Do you see the problem? It's this bit: "the keys... are.. stored on... Meldium's computers." This means Meldium can see your passwords whenever they want. They have the keys, they have the power. You have to trust them not to look, and furthermore, not to ever get hacked.
This is made more explicit in a later FAQ item:
Is my data available to Meldium employees?
Due to the architecture of our system, it is technically possible for a Meldium employee to gain access to your secret data. As a matter of corporate policy, this kind of access is forbidden. Therefore, we have strong internal controls in place to prevent this unlikely event. We never manually decrypt your data, even when debugging issues with our systems or with third parties. We've built a suite of internal tools that allow an operator to perform actions using your secret data without actually logging in to our secure fleet.

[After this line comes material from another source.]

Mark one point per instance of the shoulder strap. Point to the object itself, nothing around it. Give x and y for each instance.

A limited set of Meldium employees have access to the secure fleet and the master encryption keys - this access is only granted to employees for whom it is absolutely necessary. Third-parties or contractors will never gain access to Meldium's secure hosts or master keys, or your secret data. All internal access to all of Meldium's systems (secure or otherwise) is logged and audited.

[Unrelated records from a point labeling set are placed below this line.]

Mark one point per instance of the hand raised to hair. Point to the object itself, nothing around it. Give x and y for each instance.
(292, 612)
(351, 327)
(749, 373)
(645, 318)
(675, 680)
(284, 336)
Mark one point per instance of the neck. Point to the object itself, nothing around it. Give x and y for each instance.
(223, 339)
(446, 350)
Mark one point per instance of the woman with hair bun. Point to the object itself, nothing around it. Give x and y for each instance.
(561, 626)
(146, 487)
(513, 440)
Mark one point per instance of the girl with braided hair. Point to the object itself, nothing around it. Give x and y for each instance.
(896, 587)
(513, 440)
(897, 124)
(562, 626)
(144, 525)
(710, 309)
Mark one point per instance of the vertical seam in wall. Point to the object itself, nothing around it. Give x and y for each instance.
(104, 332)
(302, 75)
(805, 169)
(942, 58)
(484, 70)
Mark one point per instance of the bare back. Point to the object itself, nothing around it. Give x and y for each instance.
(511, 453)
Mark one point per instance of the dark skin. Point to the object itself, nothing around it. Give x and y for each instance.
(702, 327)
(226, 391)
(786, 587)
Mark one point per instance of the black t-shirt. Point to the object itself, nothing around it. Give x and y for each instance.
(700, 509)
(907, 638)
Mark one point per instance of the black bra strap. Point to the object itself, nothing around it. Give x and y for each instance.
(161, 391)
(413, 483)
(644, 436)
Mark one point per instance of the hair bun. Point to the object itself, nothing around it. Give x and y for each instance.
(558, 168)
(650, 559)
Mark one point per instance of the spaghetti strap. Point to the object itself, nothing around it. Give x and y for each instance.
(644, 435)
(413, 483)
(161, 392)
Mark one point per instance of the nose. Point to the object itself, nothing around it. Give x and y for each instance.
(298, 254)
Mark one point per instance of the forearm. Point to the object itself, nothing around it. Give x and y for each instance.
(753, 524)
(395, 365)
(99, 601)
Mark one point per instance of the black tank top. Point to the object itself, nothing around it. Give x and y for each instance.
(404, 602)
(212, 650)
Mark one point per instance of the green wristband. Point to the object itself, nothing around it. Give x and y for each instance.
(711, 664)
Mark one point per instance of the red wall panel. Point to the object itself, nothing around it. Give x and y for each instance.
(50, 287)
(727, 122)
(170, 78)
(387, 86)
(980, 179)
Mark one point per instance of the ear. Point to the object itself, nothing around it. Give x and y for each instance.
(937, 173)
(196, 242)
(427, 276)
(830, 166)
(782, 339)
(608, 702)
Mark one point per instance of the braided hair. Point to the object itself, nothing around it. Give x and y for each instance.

So Meldium is fundamentally a big bag of NOPE that violates the zero-knowledge principals that LastPass is built on. Hopefully LogMeIn recognizes the problem here and will base their future identify management tools on LastPass rather than Meldium.
Red Flags to Watch For
It's unsettling to watch an essential service like LastPass go through an acquisition, but it's too early to panic. I plan to continue to use (and pay for) LastPass for the time being.
That said, be vigilant! Here are some key red flags that would indicate it's really time to jump ship:
LogMeIn has irked users with pricing changes in the past. If they start tweaking LastPass, we'll probably see:
Elimination of the free tier, reducing the value of sharing features and forcing you to re-train all your relatives who won't pay for premium
Significant increases in Premium pricing. LastPass premium is a great deal at $12/year; watch for this to creep up.
Unstable enterprise pricing. LogMeIn clearly has an enterprise focus, and probably have big ideas about how much they should charge and what markets to target. This could result in small / medium business being left behind.
Key Staff Departures
Business is business, so some price changes are to be expected. Changes in philosophy are much more important, and those would show up as key staff departures.
Joe and his team have worked hard to earn user trust. If they leave, they'll take that critical user trust with them. This disaster would look a lot like when Victoria Taylor left Reddit. Nobody wants that.
Unsettling product changes
Finally, if Meldium's auto-login features show up in LastPass, we need assurance that it's done with LastPass-grade security rather than Meldium-grade security. Zero-knowledge or bust!
Conclusion: A Final Exhortation
Congratulations to Joe & the LastPass team on the acquisition, a $110M validation of all your hard work. As a long time LastPass customer, I hope to see the tradition of great security, customer service and value continue for years to come.